Jayapura, Malanesianews, – Melalui PP No. 25 Tahun 2024 dan diperluas lewat PP No. 39 Tahun 2025, Badan Usaha milik Ormas kini bisa mencaplok lahan tambang hingga belasan ribu hektare tanpa lewat jalur lelang umum. UU Pertambangan terbaru juga memberi ruang serupa bagi korporasi yang bermitra dengan Kampus demi dalih “kemandirian finansial”.

Ada sebuah tanya mendasar yang mengusik rasa keadilan di negeri ini: Jika Organisasi Kemasyarakatan (Ormas) Keagamaan dan Perguruan Tinggi (Kampus) yang tidak memiliki keterikatan historis pada tanah di Indonesia bisa diberikan izin resmi (IUP/WIUPK) untuk menambang, mengapa Masyarakat Adat Papua yang memegang hak ulayat sah justru terus-menerus disisihkah menjadi penonton di tanah mereka sendiri?
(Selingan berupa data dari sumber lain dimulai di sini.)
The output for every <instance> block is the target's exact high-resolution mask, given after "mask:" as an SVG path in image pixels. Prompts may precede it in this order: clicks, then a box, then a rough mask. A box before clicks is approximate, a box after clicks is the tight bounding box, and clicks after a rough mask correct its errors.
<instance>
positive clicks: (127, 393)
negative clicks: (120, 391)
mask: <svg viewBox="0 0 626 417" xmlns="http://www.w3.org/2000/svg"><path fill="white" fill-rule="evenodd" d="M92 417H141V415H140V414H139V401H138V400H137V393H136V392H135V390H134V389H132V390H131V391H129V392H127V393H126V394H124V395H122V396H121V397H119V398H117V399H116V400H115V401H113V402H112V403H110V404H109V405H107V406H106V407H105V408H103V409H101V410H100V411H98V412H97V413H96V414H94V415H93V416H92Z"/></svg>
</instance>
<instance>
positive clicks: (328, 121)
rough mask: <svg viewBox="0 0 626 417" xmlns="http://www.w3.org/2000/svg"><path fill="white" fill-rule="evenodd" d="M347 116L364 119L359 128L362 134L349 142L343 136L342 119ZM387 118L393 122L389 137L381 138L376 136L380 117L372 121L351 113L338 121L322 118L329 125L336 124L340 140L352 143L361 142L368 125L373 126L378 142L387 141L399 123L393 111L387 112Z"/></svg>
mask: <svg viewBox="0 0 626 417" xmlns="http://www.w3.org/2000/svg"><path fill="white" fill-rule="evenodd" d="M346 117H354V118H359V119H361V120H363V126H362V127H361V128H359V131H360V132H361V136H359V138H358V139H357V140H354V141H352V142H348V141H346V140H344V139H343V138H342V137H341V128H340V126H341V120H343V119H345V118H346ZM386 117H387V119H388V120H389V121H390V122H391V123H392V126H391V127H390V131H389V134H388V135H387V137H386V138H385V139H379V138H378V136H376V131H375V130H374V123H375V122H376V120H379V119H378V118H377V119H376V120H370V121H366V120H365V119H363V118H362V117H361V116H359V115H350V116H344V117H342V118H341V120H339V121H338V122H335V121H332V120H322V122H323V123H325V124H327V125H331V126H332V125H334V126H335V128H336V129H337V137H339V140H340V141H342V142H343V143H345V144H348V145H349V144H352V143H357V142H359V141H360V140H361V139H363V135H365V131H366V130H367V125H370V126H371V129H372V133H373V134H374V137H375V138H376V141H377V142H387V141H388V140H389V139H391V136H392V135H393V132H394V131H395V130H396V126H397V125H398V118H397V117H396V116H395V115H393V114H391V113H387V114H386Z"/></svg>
Pertanyaan ini bukan sekadar gugatan emosional, melainkan sebuah kritik tajam terhadap ketimpangan hukum, logika bernegara, dan pengabaian roh Otonomi Khusus (Otsus) Papua.

Kebijakan pemerintah memberikan prioritas pengelolaan Wilayah Izin Usaha Pertambangan Khusus (WIUPK) kepada ormas dan kampus menunjukkan adanya tebang pilih dalam memperlakukan warga negara. Pemerintah berargumen bahwa kebijakan ini bertujuan untuk “keadilan ekonomi” dan “kemandirian finansial.”

Namun, argumentasi tersebut runtuh ketika dihadapkan pada realitas di Papua,dalam Pasal 38 UU Otsus mengatur bahwa pemanfaatan sumber daya alam di Papua harus dilakukan dengan tetap menghormati hak-hak masyarakat adat dan melibatkan mereka secara langsung.

Mengapa logika “keadilan ekonomi” yang sama tidak diterapkan kepada masyarakat adat? Ketika ormas dan kampus diberi kemudahan birokrasi dan hak prioritas tanpa lelang, masyarakat adat Papua justru harus menghadapi tembok birokrasi yang rumit, dipaksa bersaing dengan korporasi raksasa lewat jalur lelang umum, atau bahkan hak ulayatnya dilewati begitu saja atas nama proyek strategis nasional.

Jayapura, 23 Mei 2026
Penulis
Baharudin Farawowan
Penulis adalah Anggota Nasional PERKHAPPI (Perkumpulan Konsultan Hukum & Pengacara Pertambangan Indonesia) sebuah organisasi profesi advokat dan konsultan hukum yang berfokus pada sektor pertambangan.